“Come home.” Where’s that?
My well-meaning sister said I should just “come home.” She’s wicked smart and knows full well that she isn’t giving me logical advice, that her appeal is about her concern for my safety, and her simple wish to connect with me when CNN tells her that guns have fired in Seattle. “Come home,” she said, meaning the Twin Cities, Minnesota.
But I wouldn’t be safer there, either. And not just from flying bullets.
I wouldn’t be protected from a national culture that refuses to take responsibility for the (literally) dead-serious problem of mental illness.
I wouldn’t be protected from a national culture that tolerates racist systems of oppression, revealed just this week when the shooting deaths of white people by a white shooter made national headlines, but the shooting deaths of black or brown people by black or brown shooters are met with a yawn and a sigh, oh well, isn’t that what life is always like in the Central District?
I wouldn’t be protected from an economic climate of profound, chronic, debilitating anxiety which wears down even the privileged and comfortable, and pushes the people on the edge into the abyss of despair and violence.
I wouldn’t be protected from a political climate of demented absurdity in which my decision to marry a man is more troubling to so-called “conservatives” than the violence that is destroying lives, families, and communities, seemingly without end.
If “home” is a place where I am protected from all of those things, then I am homeless.
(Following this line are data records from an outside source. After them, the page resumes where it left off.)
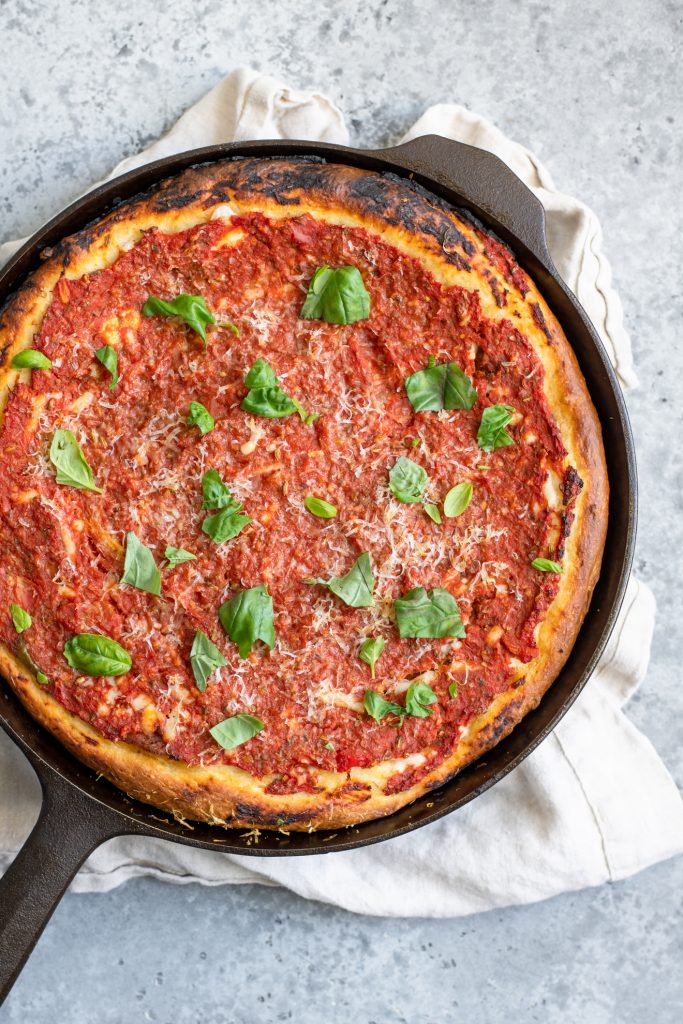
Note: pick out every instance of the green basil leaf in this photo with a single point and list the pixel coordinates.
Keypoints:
(191, 308)
(417, 696)
(492, 432)
(20, 619)
(265, 396)
(428, 613)
(139, 568)
(371, 650)
(204, 657)
(336, 296)
(237, 730)
(355, 589)
(71, 464)
(546, 565)
(108, 356)
(321, 508)
(408, 480)
(31, 358)
(378, 708)
(176, 556)
(433, 512)
(93, 654)
(201, 417)
(458, 500)
(225, 525)
(248, 617)
(439, 386)
(216, 495)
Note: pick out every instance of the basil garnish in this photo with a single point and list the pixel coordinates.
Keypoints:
(433, 512)
(355, 589)
(237, 730)
(371, 650)
(31, 358)
(248, 617)
(378, 708)
(492, 432)
(428, 613)
(204, 657)
(417, 697)
(336, 296)
(201, 417)
(321, 508)
(191, 308)
(408, 480)
(20, 619)
(224, 525)
(71, 464)
(440, 386)
(458, 500)
(265, 396)
(176, 556)
(108, 356)
(546, 565)
(139, 568)
(93, 654)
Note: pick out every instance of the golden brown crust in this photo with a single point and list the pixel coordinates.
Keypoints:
(455, 250)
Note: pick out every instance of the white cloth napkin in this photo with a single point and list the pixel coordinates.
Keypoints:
(594, 802)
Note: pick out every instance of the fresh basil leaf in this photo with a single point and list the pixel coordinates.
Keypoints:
(492, 432)
(371, 650)
(319, 508)
(546, 565)
(354, 589)
(408, 480)
(248, 617)
(428, 613)
(201, 417)
(458, 500)
(433, 512)
(176, 556)
(108, 356)
(20, 619)
(204, 657)
(336, 296)
(139, 568)
(215, 493)
(439, 386)
(265, 396)
(71, 464)
(237, 730)
(378, 708)
(191, 308)
(225, 525)
(31, 358)
(94, 654)
(417, 697)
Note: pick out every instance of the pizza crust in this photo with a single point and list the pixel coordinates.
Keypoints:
(454, 250)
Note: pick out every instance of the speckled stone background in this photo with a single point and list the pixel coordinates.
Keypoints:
(596, 89)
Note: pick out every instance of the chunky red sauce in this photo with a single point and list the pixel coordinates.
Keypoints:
(62, 548)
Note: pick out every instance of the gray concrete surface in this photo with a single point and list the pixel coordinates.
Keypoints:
(595, 89)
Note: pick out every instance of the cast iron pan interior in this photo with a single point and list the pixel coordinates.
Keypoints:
(79, 810)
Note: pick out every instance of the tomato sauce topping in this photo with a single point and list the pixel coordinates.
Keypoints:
(63, 548)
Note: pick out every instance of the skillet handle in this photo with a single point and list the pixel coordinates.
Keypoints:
(70, 826)
(485, 180)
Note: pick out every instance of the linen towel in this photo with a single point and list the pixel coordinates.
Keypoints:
(594, 802)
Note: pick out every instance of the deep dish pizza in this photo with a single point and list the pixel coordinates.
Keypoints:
(302, 495)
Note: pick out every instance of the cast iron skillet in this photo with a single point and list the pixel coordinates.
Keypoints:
(81, 811)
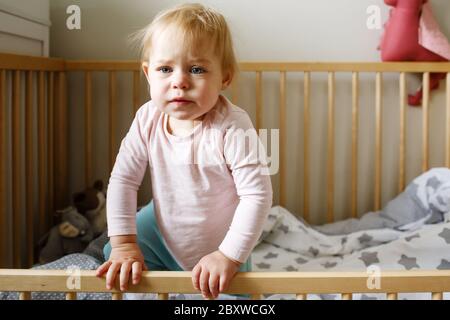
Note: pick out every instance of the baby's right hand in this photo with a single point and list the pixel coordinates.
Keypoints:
(124, 257)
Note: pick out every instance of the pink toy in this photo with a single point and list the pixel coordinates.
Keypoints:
(412, 34)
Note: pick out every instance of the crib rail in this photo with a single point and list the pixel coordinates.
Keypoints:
(53, 72)
(256, 283)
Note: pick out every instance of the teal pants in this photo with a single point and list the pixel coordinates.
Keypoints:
(156, 255)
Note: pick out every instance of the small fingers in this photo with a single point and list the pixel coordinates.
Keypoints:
(125, 275)
(136, 271)
(214, 285)
(111, 274)
(195, 276)
(103, 268)
(204, 284)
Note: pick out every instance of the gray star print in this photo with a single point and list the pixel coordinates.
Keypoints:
(283, 228)
(412, 237)
(290, 268)
(408, 262)
(369, 258)
(364, 238)
(271, 255)
(445, 234)
(313, 251)
(301, 260)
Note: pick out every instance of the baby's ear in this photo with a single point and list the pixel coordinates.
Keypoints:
(226, 80)
(145, 69)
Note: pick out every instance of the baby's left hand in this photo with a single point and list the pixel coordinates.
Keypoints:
(213, 273)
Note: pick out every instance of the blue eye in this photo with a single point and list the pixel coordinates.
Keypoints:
(164, 69)
(197, 70)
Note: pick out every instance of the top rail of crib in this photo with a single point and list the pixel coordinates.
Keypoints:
(28, 280)
(27, 63)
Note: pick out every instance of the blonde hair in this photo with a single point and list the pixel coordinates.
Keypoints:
(193, 21)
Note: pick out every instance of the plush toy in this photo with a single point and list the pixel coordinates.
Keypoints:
(92, 204)
(72, 235)
(412, 34)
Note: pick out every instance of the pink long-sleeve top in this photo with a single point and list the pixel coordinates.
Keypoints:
(211, 189)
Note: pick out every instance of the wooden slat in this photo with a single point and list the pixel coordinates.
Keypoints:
(29, 174)
(43, 215)
(282, 138)
(29, 63)
(117, 296)
(259, 110)
(330, 149)
(25, 295)
(112, 118)
(306, 143)
(3, 210)
(355, 128)
(16, 172)
(425, 123)
(392, 296)
(378, 139)
(61, 144)
(345, 66)
(71, 296)
(402, 151)
(347, 296)
(301, 296)
(242, 283)
(136, 91)
(88, 128)
(163, 296)
(437, 296)
(50, 147)
(448, 122)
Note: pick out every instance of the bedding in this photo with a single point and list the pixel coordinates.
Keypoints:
(412, 232)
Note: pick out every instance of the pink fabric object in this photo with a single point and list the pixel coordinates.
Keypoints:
(430, 35)
(208, 191)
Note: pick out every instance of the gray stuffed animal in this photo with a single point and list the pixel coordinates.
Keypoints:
(72, 235)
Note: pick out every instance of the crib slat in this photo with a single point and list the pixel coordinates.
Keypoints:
(112, 118)
(437, 296)
(259, 111)
(50, 149)
(25, 296)
(392, 296)
(425, 119)
(402, 151)
(330, 149)
(29, 165)
(301, 296)
(282, 138)
(163, 296)
(448, 122)
(355, 118)
(136, 91)
(306, 143)
(71, 296)
(378, 139)
(88, 127)
(117, 296)
(2, 167)
(347, 296)
(16, 161)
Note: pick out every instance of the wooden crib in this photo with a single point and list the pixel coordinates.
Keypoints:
(35, 95)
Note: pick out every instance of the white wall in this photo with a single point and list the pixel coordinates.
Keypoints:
(24, 27)
(297, 30)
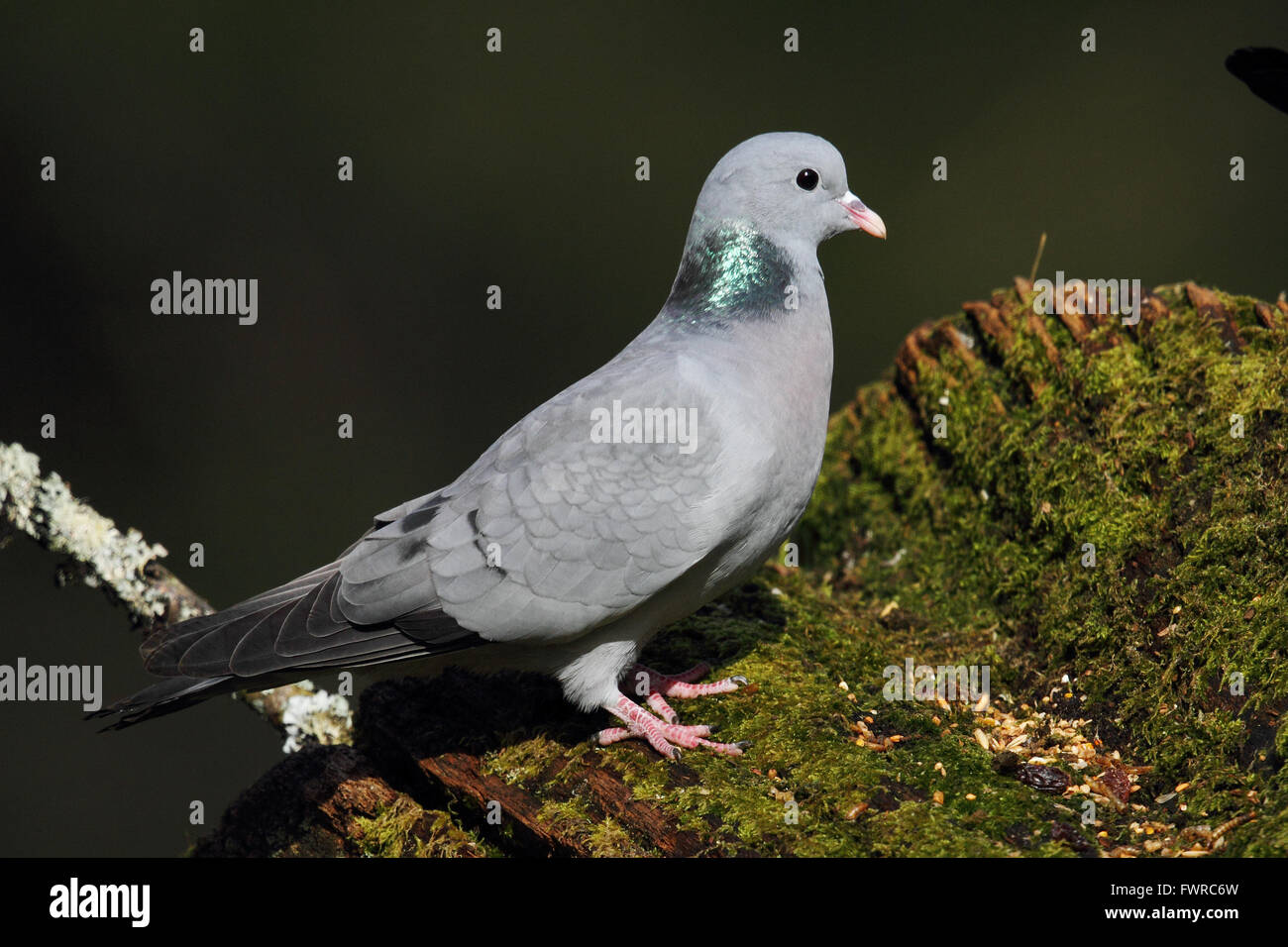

How about this: yes, dear sister, I will come home. But home for me is this: home is where I stand with my friends, neighbors, and even my so-called enemies against violence and ignorance. Home is where I resolve to be a teacher, and a good listener, and a safe and well-informed neighbor…and voter. Home is where I state openly and often that I support leaders who want to take guns off the streets, and ensure that we all pay the high cost of effective mental-health treatment, and the high cost of sound education for everyone’s children, and the high cost of neighborhood renewal and development throughout my beloved city. Home is where I decide to say: Enough. I am going to do more, do my part and then some, to resurrect a safer city from the tragic deaths of my neighbors.